I went to Google images and plugged in the word "lynching." Every picture on the first page is of a black man being hanged. Not jews, not whites, blacks. Ok, this doesn't say a great deal, I do know that. But I will argue it highlights my point to a certain extent. When I say "lynching," even Google knows I mean black people.
You're mixing apples and oranges. The proper analogue to a swastika is not the word "lynch," but rather, a noose. Noose and swastika are nouns; lynch is a verb.
Google "noose" and the images you'll see will be overwhelmingly pictures of a hangman's noose, with no racial content. The first page of hits I got had twelve such images, one photo of Saddam Hussein getting hanged, one a cartoon showing a Klansman with a noose, another that looks like a Thomas Nast cartoon of Boss Tweed and his pals bowing before a scaffold ("the only thing they respect") and three or four other images whose context is not obvious.
Google "swastika" and you get similar results.
The proper analogue for "lynching" would be "killing in a concentration camp oven."
It doesn't matter how long ago the last one was.
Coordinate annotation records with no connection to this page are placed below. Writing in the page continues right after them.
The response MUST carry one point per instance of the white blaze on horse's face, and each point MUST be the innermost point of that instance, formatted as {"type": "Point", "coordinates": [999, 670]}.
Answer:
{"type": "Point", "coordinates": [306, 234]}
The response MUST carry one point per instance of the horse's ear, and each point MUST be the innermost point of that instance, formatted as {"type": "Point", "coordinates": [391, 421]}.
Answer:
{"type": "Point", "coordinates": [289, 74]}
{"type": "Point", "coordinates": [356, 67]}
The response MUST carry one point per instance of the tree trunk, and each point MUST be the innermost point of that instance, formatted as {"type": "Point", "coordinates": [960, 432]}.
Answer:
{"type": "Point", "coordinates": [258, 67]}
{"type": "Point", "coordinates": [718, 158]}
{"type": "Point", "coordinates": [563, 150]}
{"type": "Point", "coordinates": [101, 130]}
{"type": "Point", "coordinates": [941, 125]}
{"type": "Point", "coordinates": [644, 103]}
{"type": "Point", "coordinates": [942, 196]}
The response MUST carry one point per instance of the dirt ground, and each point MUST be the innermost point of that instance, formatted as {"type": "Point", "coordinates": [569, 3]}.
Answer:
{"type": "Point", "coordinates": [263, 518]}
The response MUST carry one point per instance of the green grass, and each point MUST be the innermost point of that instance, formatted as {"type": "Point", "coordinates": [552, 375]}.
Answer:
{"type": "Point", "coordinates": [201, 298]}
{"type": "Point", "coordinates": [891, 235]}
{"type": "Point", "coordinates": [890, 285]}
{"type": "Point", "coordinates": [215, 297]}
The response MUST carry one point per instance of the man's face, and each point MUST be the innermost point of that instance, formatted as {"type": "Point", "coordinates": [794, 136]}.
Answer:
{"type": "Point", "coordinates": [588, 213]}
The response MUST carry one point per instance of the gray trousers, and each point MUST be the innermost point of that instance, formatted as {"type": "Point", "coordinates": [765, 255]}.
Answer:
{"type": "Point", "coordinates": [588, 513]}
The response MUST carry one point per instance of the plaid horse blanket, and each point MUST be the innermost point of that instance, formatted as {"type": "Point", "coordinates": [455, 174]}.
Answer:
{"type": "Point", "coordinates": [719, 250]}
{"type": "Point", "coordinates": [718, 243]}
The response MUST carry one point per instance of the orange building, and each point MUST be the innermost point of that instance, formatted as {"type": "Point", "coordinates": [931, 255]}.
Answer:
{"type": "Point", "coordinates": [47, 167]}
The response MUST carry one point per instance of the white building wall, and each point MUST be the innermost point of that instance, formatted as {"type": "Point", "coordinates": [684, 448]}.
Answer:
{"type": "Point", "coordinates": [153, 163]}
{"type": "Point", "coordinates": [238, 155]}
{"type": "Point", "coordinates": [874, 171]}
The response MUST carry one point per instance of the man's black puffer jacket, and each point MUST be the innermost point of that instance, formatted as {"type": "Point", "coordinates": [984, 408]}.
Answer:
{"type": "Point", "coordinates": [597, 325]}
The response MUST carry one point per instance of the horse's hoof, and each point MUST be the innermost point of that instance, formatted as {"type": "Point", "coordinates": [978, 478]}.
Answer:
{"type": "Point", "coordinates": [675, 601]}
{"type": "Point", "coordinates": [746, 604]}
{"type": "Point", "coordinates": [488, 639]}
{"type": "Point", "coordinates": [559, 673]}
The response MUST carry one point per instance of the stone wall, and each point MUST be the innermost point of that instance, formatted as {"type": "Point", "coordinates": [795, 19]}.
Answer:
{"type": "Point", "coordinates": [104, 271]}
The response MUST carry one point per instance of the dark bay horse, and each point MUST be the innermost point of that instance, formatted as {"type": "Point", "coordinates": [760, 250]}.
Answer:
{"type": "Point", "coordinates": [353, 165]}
A noose can be used as an extremely potent symbol. So potent that even I know what I think it means in the right context. It means "******, I want you dead."
And so does a swastika (replacing your autocensored word with another one that refers to Jews). When did expressing hatred become a crime in this country?
The appropriate response to both symbolic expressions of hatred is, "How nice. Fortunately, this is a country where the full weight of the government, as well as society's opprobrium, will come down on you if you try to act on your desire."
Sorry for not knowing, but who was the NFL player who used a hangman's noose to kill a dog? Vick?
Yeah, Michael Vick. He ran his dog-fighting operation in Virginia, as it happens.
I have to agree with you about the hate speech, mostly. I do think re-criminalizing certain acts that are already criminalized is overkill, but then again, I am so strongly against hatred of that nature....
Think about it for a second. Right now, there are hate crime laws that give you extra punishment if you commit a crime borne out of race hatred. Punching someone because you just enjoy punching people doesn't get you punished as harshly as punching someone because you don't like ni**ers. In other words, the thought, your expression of opinion, gets punished if it's behind a crime.
This law goes beyond that sorry standard; it punishes you for the expression of opinion even in the
absence of any other crime.
If you can punish someone for brandishing a noose, then the day will soon come where you can punish someone for muttering, "Goddam coon," when a black man accidentally steps on his foot in the grocery store line.